A warrant to do diligence on the dependence of an action is sought by the pursuer in his summons or writ presented to the court. The court grants a warrant for diligence on the dependence upon commencement of the action. The warrant permits, but does not require, the pursuer to serve diligence on the dependence of the action.
There are two types of diligence on the dependence, arrestment on the dependence and inhibition on the dependence.
Arrestment on the Dependence is available to pursuers in actions for the payment of money. The effect of an arrestment on the dependence is to 'freeze' either money or goods which are owed to the defender and are held by a third party. The arrestment is served on that third party, who must not make the payment or transfer the goods to the defender. Although the amount of money claimed by the pursuer is stated in the arrestment, the amount of money or the value of the goods frozen is not linked to that amount. The arrestment, therefore, 'freezes' all money or goods due to the defender which are held by the third party, the arrestee.
NOTE: It was held in the sheriff court case of Stewart v The Royal Bank of Scotland plc, that where a defender's account is held at an English branch of a bank, but the pursuer serves an arrestment on a Scottish branch of that bank, the arrestment will not 'catch' the defender's account.

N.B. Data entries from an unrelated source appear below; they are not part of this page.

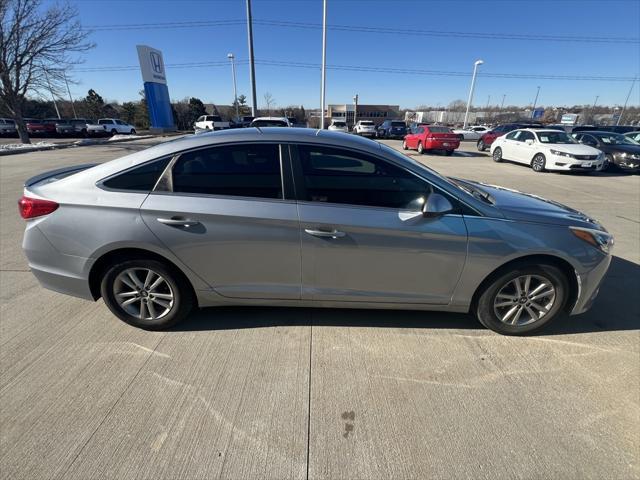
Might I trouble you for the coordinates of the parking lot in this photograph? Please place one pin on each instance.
(310, 393)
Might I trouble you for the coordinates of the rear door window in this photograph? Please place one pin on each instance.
(250, 170)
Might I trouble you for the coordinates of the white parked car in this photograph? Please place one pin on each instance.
(546, 150)
(365, 128)
(113, 125)
(271, 122)
(471, 133)
(211, 122)
(7, 126)
(338, 126)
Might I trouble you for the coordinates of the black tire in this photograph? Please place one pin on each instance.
(485, 309)
(183, 299)
(538, 163)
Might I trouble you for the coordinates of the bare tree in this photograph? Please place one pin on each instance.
(37, 46)
(269, 100)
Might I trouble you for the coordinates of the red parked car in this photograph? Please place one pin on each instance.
(431, 137)
(41, 128)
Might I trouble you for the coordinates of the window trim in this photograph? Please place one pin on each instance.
(101, 183)
(164, 185)
(460, 207)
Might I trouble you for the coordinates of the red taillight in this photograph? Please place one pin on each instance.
(35, 207)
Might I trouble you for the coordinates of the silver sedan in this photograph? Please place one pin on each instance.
(298, 217)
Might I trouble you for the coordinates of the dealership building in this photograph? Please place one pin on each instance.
(375, 113)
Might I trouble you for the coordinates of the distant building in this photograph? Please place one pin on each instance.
(375, 113)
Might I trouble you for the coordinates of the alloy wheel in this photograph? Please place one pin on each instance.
(143, 293)
(524, 300)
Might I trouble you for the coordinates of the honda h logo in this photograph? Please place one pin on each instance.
(156, 62)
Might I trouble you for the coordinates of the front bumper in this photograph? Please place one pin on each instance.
(589, 285)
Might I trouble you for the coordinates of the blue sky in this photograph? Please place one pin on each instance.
(295, 86)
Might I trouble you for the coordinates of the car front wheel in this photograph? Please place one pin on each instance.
(523, 299)
(146, 293)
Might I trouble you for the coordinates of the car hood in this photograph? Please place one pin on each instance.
(515, 205)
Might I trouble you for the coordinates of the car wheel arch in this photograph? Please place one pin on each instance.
(102, 264)
(559, 262)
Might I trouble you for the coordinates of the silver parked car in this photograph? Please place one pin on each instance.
(299, 217)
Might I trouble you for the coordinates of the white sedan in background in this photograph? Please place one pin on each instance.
(546, 150)
(471, 133)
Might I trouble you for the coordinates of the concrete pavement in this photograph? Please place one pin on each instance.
(327, 394)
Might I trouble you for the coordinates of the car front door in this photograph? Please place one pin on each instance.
(223, 212)
(364, 238)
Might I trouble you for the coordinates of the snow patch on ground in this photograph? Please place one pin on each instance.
(26, 146)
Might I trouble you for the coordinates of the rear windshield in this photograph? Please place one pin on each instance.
(269, 123)
(439, 129)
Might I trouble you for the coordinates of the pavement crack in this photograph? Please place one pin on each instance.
(124, 390)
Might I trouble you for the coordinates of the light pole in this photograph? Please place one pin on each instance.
(324, 62)
(473, 84)
(252, 67)
(355, 109)
(231, 57)
(535, 102)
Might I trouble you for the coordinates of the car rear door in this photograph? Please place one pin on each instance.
(223, 211)
(364, 238)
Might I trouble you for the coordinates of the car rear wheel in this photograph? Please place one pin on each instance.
(538, 163)
(523, 299)
(146, 293)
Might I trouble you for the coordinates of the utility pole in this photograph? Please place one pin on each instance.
(231, 57)
(324, 62)
(46, 76)
(70, 97)
(626, 101)
(252, 67)
(473, 84)
(355, 109)
(535, 102)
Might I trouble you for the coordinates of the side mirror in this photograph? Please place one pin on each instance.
(436, 206)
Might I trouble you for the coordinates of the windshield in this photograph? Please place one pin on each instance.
(614, 139)
(439, 129)
(269, 123)
(555, 137)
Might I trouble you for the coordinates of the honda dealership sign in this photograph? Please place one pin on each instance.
(155, 88)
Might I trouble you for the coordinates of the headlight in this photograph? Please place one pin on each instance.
(561, 154)
(603, 241)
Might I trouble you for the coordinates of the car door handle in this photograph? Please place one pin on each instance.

Inhibition on the Dependence By contrast, inhibition on the dependence is used in relation to heritable property, usually land or buildings, rather than money or moveable property. Inhibitions are used against heritable property in the ownership of the defender himself rather than property which is owed to him by a third party. An inhibition on the dependence affects all of the defender's heritable property regardless of the amount of the claim by the pursuer. It prevents the defender from dealing with his property in a way which might prejudice the claim of the pursuer, for example by selling the property and disposing of the proceeds.
Admiralty arrestment is a significant type of diligence permitted on the dependence of an action.
Admiralty arrestment concerns the arrestment of ships and cargo on board ships. The arrestment of ships and cargo on board ships differs from arrestment on the dependence generally in that the ship does not require to be in the hands of a third party in order to be arrested. It can be arrested in the hands of the owner, for a debt due by the owner. Arrestment of a ship prevents it sailing to its next destination until either the arrestment is recalled, or adequate alternative security is provided. The physical act of carrying out the arrestment is performed by officers of court. The court has power, if specific averments are made in the summons seeking warrant to do diligence on the dependence, to grant warrant to dismantle any part of a ship to prevent her sailing, but in modern Court of Session practice this is a remedy that is rarely exercised.
Ships trade world-wide and are often now owned by ship companies registered offshore. Unlike other assets, they are unlikely to be static in one place, or even one country or continent, for much longer than it takes them to load and discharge their cargo. Accordingly, the ability to arrest a ship in an appropriate jurisdiction, in order to secure a legitimate claim, is an important consideration.
There are three types of Admiralty arrestment. An arrestment on the dependence may be used to secure a claim directed against the owner of the ship, or shares in the ship, with the speciality that the arrestment does not require to be in the hands of a third party. An arrestment in rem is an arrestment carried out to enforce a claim against the ship itself or against some other piece of maritime property. It is enforceable against the ship, irrespective of ownership. Three common examples are claims in respect of salvage of a ship, claims arising out of a collision, and claims which a crew member has for his wages arising out of service on a particular ship. Arrestment in rem also founds jurisdiction against the vessel. An arrestment to found jurisdiction may be used to establish jurisdiction in Scotland, but it does not have the effect of detaining the vessel. Its sole effect is to establish jurisdiction, and if it is not followed by an arrestment on the dependence, then the vessel will be free to sail.